Insécurité routière : le gouvernement annonce un plan d’urgence inédit pour mettre fin à l’hécatombe sur les routes guinéennes
Face à la recrudescence préoccupante des accidents de la circulation en Guinée, le gouvernement entend durcir le ton. Le ministre des Transports et porte-parole du gouvernement, Ousmane Gaoual Diallo, a...

Face à la recrudescence préoccupante des accidents de la circulation en Guinée, le gouvernement entend durcir le ton. Le ministre des Transports et porte-parole du gouvernement, Ousmane Gaoual Diallo, a annoncé, ce lundi 27 juillet 2026, l’élaboration imminente d’un plan d’urgence destiné à renforcer la sécurité routière et à mettre un terme à ce qu’il qualifie d’une situation « inacceptable ».
S’exprimant lors d’une conférence de presse réunissant les médias nationaux et internationaux, le ministre a passé en revue plusieurs dossiers d’actualité économique, politique et sociale. Il a notamment estimé que le pays devait désormais concentrer toutes ses énergies sur les enjeux du développement, affirmant que « le temps des élections est désormais derrière nous ».

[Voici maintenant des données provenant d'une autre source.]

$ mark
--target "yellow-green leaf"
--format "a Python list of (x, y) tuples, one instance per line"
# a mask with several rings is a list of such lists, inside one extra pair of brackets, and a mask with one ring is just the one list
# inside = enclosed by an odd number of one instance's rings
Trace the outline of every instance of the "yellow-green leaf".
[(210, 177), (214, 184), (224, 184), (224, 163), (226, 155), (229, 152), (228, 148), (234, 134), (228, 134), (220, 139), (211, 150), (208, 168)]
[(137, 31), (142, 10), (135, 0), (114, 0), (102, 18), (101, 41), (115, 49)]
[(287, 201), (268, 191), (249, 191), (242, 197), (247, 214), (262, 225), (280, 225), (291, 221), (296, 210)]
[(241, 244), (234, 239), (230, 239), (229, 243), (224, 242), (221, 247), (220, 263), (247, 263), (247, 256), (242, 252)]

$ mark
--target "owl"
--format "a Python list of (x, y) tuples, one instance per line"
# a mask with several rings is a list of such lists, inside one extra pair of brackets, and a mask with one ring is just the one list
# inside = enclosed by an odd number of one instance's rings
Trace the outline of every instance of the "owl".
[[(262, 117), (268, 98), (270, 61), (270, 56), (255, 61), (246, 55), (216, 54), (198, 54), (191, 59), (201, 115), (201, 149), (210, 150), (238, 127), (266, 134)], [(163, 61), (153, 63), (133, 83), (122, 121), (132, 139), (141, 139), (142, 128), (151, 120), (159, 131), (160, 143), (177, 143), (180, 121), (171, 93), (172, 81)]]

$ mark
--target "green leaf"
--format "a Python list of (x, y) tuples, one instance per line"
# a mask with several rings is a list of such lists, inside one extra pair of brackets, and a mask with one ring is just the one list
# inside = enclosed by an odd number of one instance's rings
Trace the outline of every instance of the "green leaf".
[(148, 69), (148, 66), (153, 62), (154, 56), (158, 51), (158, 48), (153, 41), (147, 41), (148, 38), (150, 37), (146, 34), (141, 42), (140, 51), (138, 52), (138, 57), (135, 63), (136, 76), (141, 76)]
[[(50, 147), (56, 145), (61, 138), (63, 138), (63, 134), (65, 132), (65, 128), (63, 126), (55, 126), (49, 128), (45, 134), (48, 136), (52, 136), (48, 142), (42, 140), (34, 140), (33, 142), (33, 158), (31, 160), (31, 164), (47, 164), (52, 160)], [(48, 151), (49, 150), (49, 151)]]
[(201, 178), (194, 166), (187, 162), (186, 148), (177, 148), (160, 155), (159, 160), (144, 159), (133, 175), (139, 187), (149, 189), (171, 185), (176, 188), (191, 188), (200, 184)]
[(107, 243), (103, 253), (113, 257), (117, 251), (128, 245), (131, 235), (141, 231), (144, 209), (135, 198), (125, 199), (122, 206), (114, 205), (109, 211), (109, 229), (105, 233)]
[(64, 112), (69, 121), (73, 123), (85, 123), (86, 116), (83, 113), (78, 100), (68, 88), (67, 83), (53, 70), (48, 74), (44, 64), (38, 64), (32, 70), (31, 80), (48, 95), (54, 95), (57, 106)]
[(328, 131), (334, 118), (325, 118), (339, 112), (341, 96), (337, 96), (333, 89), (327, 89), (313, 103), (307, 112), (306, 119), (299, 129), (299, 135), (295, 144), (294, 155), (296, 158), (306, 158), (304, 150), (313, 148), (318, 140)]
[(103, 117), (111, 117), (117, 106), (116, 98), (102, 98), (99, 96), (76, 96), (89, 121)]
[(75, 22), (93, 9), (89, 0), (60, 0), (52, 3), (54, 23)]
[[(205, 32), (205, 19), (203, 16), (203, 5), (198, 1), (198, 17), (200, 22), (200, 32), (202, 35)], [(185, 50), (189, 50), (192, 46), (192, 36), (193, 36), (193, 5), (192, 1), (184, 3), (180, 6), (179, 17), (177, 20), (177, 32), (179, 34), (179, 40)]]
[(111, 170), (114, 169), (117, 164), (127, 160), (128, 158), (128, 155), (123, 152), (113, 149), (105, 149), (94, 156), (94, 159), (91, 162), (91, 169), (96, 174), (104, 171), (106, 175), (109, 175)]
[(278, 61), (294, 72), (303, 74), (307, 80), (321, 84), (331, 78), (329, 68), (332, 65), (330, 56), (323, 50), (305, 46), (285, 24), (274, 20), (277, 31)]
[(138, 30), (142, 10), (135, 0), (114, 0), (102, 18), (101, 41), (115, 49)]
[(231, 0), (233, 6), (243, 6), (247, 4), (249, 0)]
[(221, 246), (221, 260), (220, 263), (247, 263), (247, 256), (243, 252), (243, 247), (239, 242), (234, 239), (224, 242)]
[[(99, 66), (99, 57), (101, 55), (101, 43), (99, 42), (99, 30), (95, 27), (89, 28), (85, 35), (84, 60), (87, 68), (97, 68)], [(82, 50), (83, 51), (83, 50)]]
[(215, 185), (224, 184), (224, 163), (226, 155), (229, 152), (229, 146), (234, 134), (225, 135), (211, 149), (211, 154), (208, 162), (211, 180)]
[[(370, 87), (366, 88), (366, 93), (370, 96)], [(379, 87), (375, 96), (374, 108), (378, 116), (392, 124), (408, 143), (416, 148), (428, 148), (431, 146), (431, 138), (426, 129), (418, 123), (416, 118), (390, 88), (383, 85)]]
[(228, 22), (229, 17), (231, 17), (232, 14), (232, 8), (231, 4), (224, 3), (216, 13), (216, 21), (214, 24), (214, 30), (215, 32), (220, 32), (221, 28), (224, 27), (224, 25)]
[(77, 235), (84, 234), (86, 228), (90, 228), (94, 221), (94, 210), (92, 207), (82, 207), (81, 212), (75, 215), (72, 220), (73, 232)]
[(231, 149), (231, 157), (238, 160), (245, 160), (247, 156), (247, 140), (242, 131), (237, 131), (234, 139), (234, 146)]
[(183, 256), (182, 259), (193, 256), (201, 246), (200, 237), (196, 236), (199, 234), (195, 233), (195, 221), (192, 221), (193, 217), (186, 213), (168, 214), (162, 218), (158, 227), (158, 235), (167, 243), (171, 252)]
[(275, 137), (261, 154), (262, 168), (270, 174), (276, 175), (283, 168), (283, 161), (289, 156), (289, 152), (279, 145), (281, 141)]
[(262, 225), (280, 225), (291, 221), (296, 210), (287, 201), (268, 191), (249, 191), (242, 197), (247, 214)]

Au cours de cette rencontre, Ousmane Gaoual Diallo est également revenu sur les principales réformes engagées par le gouvernement, tout en saluant les retombées positives de la participation du Président de la République à la 69ᵉ session de la Conférence des chefs d’État et de gouvernement de la CEDEAO.
Mais c’est la question de l’insécurité routière qui a dominé les échanges. Confronté à une série d’accidents meurtriers enregistrés ces dernières semaines, le gouvernement a engagé des concertations de haut niveau avec l’ensemble des institutions concernées afin de définir une réponse coordonnée et efficace.
Le ministre a dénoncé avec fermeté les multiples causes de ces drames, pointant aussi bien l’imprudence et l’indiscipline des usagers que les défaillances dans l’application des contrôles.
« Cette recrudescence des accidents est liée à plusieurs facteurs, notamment l’imprudence, l’indiscipline, mais aussi à la négligence des autorités. Il faut avoir le courage de le reconnaître. Des camions et des véhicules en surcharge circulent sous nos yeux, quittent nos gares, empruntent nos routes et franchissent les différents postes de contrôle avant d’aller endeuiller des familles. Cette situation n’est plus acceptable », a déclaré Ousmane Gaoual Diallo.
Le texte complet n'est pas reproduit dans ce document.